When they finally emerged in the cold light of day, Marcurio drew in an appreciative breath of fresh, clean air. He had to shield his eyes against the brilliant light of the sun until they adjusted, but his companion didn’t even stop moving, she just kept walking and after a few seconds he realized he was going to have to jog to catch up with her if he didn’t want her to get away.
“So, are you going to Dawnstar?” he asked, glancing sidelong at her.
Her face gave nothing away, no emotional response whatsoever when she said, “Perhaps.”
“We should travel together. It’s obviously not safe out here for either of our kind.”
“I’m no Thalmor.” She turned her eyes on him, the frigid bite of their luscious green hue so beautiful he wanted to lose himself in that cruelty.
“Maybe not, but Nord mentality dictates that they shoot first and ask questions later.”
“What do you say?” he asked, not understanding why he was so eager to walk beside her. To know her in ways he’d never known her sister, make up all the wrongs he’d done to her with this woman who looked so much like her it wrenched his heart inside his chest. “I really am a powerful mage. In fact,” he held his hand up, the orange glow of fire magic stirring his aura, “I can feel my powers recharging.”
She stopped for a moment on the side of the road and turned to look him over, size him up in ways he swore he’d never been sized up before. “I travel alone,” she finally said.
He swore a part of his soul shattered when she said those words, and then he reached for the first thought that popped into his head. It was a risk, especially considering he knew nothing about her or her relationship with her sister, but it was his only chance. “All right,” he shrugged. “I guess you’ll never know how your sister died then. You can walk to the ends of Nirn and back, but you’ll never find out from anyone else. I’m the only one who knows what really happened to her.”
The cold calculation of those mesmerizing eyes were on him again, boring into him with such unspoken power he actually shuddered a little. “And what makes you think I give a damn how she died.”

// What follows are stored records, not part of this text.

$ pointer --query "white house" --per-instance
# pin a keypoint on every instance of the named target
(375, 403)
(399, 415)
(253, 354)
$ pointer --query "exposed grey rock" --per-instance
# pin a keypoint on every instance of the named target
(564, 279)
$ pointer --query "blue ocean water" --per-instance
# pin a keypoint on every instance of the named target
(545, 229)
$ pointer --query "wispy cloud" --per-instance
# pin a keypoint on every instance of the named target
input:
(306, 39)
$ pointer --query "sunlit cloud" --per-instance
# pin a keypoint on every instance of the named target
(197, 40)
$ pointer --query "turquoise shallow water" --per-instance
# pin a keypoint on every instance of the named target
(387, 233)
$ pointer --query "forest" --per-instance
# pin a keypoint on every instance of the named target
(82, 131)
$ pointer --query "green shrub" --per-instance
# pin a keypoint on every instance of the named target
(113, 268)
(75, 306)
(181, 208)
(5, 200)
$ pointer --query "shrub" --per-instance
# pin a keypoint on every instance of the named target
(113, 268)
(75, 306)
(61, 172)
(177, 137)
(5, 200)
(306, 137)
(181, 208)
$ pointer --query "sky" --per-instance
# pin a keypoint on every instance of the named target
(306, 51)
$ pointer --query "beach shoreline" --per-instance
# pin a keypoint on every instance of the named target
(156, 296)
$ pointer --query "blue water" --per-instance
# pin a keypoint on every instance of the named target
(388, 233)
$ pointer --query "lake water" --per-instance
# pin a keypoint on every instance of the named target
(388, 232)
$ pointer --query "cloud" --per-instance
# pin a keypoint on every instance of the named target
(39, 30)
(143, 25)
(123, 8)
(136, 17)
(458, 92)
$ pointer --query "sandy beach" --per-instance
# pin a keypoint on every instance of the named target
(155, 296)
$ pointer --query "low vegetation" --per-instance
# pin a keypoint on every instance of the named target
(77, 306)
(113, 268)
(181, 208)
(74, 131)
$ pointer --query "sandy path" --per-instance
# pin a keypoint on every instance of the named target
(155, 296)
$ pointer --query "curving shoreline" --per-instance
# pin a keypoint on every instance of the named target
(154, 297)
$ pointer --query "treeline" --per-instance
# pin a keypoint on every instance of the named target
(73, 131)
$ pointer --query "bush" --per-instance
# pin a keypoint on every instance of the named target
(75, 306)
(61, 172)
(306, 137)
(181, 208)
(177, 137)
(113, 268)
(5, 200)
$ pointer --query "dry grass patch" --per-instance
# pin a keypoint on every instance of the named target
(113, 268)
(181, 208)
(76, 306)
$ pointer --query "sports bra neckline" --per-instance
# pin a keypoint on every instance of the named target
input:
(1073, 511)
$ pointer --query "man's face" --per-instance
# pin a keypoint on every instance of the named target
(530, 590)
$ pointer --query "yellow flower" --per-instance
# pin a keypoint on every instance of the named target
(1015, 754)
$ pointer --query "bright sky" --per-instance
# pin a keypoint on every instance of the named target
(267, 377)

“Because she was your sister.”
Her dark lips pursed tight beneath her nose as she inhaled, carefully contemplating his offer of truth and closure. He didn’t know what had transpired between them, but surely she must want to know. If he’d had a sister, he would want to know.
“All right,” she tentatively yielded. “But once we reach Dawnstar, we go our separate ways.”
“Of course,” he nodded. “Though judging from Maramal’s predictions, that shouldn’t be a problem. Apparently, I’ll probably be dying in Dawnstar.”
It was at least a four day walk to Dawnstar from Windhelm, and the last thing he wanted was to risk them getting caught by any remaining thugs in Windhelm’s underground hatred patrol. Smiling thoughtfully to himself, it had only taken him two days to win over her sister. Four days would give him plenty of time.